Dienstag, Januar 01, 2019

Ulithi 25



Nix Nameele
James und die Nameele von Ik


Das neue Jahr beginnt, wie das Alte aufgehört hat: Wir sind unterwegs. Unterwegs in den Weiten des Pazifiks. Nach einem lautstarken Jahresende, die Polen-Böller heissen hier China-Böller, sassen wir am ersten Tag des Jahres mit James, dem neu gewählten Gouverneur, beim Frühstück. Seit unserm letzten Zusammensein hat er sich auf Wikipedia mal kurz die Schweiz angeguckt.

«My god!», meinte er. «Ihr seid ja umzingelt von anderen Ländern! Da haben wir es doch viel einfacher bei uns: Der nächste Staat liegt 600 km weit entfernt. Mit dem Kanu sind das je nach Wetter 3 Wochen Anfahrt!».
«Ja, aber die fliegenden Kanus sind ganz schön schnell!».
«Ja schon. Aber wenn wir mal Ruhe wollen dann behelfen wir uns mit einem Nameele.  
Während des Wahlkampfs wollte ich von Ik nach Ikik fliegen. Doch das hölzerne Tor zum Flughafengebäude war geschlossen. Daran hingen zwei gekreuzte Blätter einer Palme namens ‘Chiefs Palm’. Diese Blätter, man nennt sie Nameele, waren von Chief Tautu, dem für diese Gegend zuständigen Häuptling, an die Türe genagelt worden. Sie bewirkten, dass das Gebäude per sofort tabu war und somit nicht mehr betreten werden durfte. Sollte man das Verbot

Landebahn Yap International
missachten, würde man sofort vom Blitz getroffen und elendiglich gegrillt werden.
Erst als ich mit dem Chief des benachbarten Dorfes und zwei Wagenladungen grimmig blickender Krieger angebraust kam, konnte ich Tautu dazu bewegen, die Nameele zu entfernen und das Tabu somit aufzuheben. Ich habe nie erfahren, wer hinter diesem «Attentat» stand, vermutlich hatte es etwas mit meinem Wahlkampf zu tun.

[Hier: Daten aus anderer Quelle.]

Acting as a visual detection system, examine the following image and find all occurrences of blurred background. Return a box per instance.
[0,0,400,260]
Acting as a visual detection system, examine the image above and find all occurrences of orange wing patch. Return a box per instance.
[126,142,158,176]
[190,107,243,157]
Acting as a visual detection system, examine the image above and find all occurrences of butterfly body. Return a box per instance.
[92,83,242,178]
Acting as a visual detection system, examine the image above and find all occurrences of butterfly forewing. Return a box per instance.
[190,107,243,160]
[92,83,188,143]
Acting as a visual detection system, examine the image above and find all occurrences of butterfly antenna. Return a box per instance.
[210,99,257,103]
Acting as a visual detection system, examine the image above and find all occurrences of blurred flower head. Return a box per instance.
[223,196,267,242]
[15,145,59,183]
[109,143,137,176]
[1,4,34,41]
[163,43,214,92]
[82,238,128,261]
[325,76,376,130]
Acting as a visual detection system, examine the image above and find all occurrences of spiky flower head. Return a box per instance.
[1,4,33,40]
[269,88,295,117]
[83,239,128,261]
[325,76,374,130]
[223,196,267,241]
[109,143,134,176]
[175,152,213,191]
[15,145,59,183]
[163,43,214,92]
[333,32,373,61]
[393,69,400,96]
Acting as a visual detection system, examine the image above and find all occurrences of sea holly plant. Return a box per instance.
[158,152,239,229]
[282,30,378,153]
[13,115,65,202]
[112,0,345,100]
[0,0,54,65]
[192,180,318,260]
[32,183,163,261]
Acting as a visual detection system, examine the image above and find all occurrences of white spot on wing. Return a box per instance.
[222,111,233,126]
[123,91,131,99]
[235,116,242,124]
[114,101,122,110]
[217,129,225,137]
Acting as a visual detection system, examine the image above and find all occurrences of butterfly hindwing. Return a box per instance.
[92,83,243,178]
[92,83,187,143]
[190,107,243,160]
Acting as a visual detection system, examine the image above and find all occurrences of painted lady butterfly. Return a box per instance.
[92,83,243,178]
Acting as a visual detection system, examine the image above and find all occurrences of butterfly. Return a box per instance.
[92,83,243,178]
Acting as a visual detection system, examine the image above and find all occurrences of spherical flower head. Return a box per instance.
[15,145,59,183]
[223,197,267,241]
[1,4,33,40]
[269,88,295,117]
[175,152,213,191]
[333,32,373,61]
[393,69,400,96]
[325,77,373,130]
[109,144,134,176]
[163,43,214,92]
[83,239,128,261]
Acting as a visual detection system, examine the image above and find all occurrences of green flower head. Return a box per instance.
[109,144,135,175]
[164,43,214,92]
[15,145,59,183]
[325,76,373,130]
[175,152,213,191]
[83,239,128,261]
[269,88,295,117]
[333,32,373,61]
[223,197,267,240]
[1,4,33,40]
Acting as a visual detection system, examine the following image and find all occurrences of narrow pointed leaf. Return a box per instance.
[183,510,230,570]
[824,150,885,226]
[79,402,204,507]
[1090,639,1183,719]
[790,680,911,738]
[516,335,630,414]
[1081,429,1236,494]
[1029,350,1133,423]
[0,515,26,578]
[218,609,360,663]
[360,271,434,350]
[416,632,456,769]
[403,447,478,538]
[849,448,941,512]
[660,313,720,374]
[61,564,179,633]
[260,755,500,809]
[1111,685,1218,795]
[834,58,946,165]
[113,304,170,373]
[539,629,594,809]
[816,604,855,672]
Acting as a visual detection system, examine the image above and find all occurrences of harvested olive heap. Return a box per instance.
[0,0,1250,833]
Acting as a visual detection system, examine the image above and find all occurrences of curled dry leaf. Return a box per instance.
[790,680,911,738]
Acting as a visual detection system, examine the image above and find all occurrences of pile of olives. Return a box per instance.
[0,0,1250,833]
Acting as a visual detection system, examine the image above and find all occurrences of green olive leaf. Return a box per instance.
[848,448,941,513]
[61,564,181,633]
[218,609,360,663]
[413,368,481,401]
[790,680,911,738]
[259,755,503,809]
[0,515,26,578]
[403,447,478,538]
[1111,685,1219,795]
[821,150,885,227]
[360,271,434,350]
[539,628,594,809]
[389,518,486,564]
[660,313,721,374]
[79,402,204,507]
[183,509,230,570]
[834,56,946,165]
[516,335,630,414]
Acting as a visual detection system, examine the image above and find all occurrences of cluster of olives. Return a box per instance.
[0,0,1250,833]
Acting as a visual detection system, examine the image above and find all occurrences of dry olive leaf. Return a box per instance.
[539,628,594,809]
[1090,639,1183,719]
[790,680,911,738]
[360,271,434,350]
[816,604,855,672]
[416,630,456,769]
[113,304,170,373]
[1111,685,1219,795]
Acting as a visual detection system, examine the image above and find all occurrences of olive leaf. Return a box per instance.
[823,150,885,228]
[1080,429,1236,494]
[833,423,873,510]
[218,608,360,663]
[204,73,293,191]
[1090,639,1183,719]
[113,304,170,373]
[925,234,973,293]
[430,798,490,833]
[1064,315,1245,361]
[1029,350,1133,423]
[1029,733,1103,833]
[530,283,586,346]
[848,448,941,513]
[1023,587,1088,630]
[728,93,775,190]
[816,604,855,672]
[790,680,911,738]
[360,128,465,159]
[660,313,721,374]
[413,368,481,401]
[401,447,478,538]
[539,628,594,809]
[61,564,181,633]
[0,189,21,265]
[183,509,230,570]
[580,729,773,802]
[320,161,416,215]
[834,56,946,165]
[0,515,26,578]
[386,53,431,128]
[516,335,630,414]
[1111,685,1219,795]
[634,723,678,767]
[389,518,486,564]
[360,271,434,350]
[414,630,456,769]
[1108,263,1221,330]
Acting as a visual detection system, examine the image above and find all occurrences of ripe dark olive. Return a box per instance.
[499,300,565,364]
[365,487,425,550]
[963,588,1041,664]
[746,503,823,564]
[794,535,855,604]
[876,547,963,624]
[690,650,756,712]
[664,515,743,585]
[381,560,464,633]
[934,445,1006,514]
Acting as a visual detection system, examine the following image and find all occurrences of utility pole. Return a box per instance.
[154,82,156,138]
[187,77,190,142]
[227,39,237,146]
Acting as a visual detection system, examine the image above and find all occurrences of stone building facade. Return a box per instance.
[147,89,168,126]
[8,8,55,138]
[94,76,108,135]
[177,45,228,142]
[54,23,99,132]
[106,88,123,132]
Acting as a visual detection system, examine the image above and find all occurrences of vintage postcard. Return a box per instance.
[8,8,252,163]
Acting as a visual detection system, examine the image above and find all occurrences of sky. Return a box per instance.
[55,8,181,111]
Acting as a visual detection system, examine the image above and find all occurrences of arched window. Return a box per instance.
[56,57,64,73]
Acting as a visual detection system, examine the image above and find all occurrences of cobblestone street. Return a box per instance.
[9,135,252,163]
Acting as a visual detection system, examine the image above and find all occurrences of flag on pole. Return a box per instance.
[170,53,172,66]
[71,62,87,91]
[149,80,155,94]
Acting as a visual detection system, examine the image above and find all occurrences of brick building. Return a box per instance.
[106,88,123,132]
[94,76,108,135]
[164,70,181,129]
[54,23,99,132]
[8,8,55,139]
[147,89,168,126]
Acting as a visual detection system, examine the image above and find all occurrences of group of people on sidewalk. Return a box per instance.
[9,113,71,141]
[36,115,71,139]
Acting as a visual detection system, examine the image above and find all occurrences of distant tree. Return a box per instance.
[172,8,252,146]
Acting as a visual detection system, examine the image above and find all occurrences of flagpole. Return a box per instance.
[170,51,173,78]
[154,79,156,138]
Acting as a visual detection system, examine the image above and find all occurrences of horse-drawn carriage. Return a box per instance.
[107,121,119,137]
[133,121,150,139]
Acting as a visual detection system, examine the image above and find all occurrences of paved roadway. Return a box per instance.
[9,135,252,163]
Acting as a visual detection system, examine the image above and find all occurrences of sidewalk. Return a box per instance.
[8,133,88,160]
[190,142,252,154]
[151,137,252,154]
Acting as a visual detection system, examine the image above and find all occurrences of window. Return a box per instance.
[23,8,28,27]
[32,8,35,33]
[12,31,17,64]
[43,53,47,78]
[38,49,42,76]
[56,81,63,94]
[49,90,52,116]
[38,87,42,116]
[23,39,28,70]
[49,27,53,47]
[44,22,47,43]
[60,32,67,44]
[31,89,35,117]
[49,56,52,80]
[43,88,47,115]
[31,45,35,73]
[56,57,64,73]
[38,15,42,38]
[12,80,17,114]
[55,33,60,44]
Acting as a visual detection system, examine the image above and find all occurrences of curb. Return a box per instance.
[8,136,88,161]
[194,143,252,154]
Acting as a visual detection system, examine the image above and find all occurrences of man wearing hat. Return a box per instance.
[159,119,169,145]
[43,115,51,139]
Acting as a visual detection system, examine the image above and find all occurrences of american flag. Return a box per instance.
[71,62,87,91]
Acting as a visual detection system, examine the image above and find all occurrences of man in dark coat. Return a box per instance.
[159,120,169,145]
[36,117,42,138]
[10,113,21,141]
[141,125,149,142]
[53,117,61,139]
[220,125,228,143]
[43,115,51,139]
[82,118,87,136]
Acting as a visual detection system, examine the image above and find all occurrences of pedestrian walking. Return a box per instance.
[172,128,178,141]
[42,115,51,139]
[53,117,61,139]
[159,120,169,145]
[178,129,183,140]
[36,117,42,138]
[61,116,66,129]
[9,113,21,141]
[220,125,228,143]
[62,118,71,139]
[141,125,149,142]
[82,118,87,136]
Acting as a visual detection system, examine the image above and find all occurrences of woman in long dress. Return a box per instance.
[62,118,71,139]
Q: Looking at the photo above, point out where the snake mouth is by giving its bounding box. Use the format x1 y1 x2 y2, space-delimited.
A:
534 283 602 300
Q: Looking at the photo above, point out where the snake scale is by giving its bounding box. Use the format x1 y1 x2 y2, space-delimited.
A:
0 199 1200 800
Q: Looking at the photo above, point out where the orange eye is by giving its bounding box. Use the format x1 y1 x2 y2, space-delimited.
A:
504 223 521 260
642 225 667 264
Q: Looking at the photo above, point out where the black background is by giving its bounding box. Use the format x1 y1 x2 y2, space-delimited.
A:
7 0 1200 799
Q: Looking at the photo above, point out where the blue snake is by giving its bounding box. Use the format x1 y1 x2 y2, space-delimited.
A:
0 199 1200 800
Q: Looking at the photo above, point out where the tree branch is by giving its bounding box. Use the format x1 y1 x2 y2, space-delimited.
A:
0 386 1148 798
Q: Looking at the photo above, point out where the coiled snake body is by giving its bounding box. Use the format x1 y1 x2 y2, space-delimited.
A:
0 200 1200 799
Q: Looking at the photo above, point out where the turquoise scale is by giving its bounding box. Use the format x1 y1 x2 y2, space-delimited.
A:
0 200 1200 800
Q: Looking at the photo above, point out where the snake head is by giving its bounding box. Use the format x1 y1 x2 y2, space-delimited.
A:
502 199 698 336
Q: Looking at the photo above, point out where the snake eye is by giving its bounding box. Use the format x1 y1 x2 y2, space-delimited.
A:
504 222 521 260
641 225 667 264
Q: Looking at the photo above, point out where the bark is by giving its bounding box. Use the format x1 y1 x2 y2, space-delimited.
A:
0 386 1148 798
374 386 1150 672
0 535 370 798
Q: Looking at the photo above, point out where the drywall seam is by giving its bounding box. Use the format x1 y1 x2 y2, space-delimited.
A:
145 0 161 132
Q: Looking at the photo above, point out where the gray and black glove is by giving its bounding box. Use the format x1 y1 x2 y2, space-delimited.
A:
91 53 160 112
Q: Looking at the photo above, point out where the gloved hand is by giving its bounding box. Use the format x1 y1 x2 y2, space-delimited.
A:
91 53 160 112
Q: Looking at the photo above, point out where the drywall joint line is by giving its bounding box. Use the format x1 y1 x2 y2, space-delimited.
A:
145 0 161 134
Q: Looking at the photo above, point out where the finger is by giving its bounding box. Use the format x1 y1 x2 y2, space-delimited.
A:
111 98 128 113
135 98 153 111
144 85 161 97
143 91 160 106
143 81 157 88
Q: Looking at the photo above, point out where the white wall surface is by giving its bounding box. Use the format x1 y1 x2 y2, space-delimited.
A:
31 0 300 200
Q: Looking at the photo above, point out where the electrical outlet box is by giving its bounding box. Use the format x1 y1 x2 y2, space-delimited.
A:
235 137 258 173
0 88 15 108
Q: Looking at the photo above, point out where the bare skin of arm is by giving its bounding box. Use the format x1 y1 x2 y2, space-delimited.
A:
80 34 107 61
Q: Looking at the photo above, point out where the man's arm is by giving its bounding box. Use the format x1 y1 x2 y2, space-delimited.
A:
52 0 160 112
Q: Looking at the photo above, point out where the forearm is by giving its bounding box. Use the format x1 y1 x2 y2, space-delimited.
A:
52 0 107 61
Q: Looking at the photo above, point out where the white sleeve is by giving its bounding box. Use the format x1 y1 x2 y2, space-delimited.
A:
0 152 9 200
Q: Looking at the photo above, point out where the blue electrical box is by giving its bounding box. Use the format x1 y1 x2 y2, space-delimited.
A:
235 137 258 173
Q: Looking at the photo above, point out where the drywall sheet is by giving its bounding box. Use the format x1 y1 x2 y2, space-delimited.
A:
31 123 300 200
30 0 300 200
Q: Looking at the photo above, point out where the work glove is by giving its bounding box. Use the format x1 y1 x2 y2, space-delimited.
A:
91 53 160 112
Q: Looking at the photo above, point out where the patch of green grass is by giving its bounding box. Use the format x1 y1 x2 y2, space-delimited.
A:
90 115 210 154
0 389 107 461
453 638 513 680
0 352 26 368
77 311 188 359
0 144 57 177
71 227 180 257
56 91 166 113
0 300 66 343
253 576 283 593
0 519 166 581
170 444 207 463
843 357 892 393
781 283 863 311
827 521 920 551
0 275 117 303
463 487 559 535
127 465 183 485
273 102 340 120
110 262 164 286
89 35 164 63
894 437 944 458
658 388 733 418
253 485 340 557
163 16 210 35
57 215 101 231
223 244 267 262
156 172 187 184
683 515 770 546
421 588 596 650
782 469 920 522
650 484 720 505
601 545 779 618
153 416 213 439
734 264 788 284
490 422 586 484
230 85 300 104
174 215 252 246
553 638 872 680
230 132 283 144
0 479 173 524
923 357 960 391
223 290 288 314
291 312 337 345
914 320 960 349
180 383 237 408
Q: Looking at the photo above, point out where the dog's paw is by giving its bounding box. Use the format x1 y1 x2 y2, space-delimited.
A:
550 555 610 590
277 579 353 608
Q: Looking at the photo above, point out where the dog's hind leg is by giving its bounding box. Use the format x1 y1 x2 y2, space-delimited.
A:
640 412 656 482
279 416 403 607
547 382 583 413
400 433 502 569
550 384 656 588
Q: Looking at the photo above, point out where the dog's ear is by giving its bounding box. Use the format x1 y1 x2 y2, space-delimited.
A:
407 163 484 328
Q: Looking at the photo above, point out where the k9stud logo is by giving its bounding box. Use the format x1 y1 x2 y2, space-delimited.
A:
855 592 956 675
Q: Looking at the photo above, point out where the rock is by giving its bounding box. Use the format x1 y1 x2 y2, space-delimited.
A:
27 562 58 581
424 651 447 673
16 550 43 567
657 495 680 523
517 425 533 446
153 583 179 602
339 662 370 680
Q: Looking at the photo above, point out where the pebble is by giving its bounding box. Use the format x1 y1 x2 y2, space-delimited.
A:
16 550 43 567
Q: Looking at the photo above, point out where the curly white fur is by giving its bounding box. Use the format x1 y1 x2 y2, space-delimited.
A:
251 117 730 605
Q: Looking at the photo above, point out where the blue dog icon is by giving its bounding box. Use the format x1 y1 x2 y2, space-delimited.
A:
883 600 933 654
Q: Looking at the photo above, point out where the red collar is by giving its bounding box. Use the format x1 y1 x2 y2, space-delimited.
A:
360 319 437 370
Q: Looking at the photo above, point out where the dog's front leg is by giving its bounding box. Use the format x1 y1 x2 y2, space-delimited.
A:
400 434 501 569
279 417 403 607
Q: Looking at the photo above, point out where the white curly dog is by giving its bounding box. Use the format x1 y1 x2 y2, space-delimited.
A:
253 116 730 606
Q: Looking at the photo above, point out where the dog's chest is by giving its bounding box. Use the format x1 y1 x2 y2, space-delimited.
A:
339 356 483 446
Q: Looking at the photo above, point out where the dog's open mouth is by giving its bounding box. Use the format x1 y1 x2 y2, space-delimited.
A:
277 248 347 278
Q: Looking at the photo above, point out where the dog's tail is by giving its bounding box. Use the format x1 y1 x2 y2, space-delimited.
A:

Ich habe mir einige dieser geheimnisvollen Blätter eingepackt, um sie bei mir zu Hause an die Wohnungstüre zu nageln. Laut den Worten von James wirken sie nicht nur gegen aufdringliche Missionare, Bouillonverkäufer und Staubsaugervertreter, sondern ebenfalls gegen unerwünschte Anrufe von Telefonverkäufern.

Ich wünschte mir ähnliche Tabus auch im Kampf gegen die elektronischen Umweltverschmutzer die mich tagtäglich mit Werbung zumüllen. Wer einmal bei Zalando und Co. eingekauft hat, wird im Wochentakt mit Sonderangeboten überschwemmt. Jedes Hotel, in dem ich einmal genächtigt habe, gratuliert mir zum Geburtstag, schickt Weihnachts- und Neujahrsgrüsse und freut sich angeblich auf meinen nächsten Besuch. Auf solchen unpersönlichen, computergenerierten Spam verzichte ich. Da ich weder debil noch senil bin, werde ich mich in zwei Jahren immer noch daran erinnern, wie das entsprechende Hotel hiess.

Allerdings nur dann, wenn ich zufrieden war. Zur Zufriedenheit gehört auch, dass ich in der Zwischenzeit nicht mit verblödeten Mails eingedeckt wurde. 


Heute Nacht fliegen wir nach Guam. Ausser man würde noch irgendwo ein paar Nameele finden.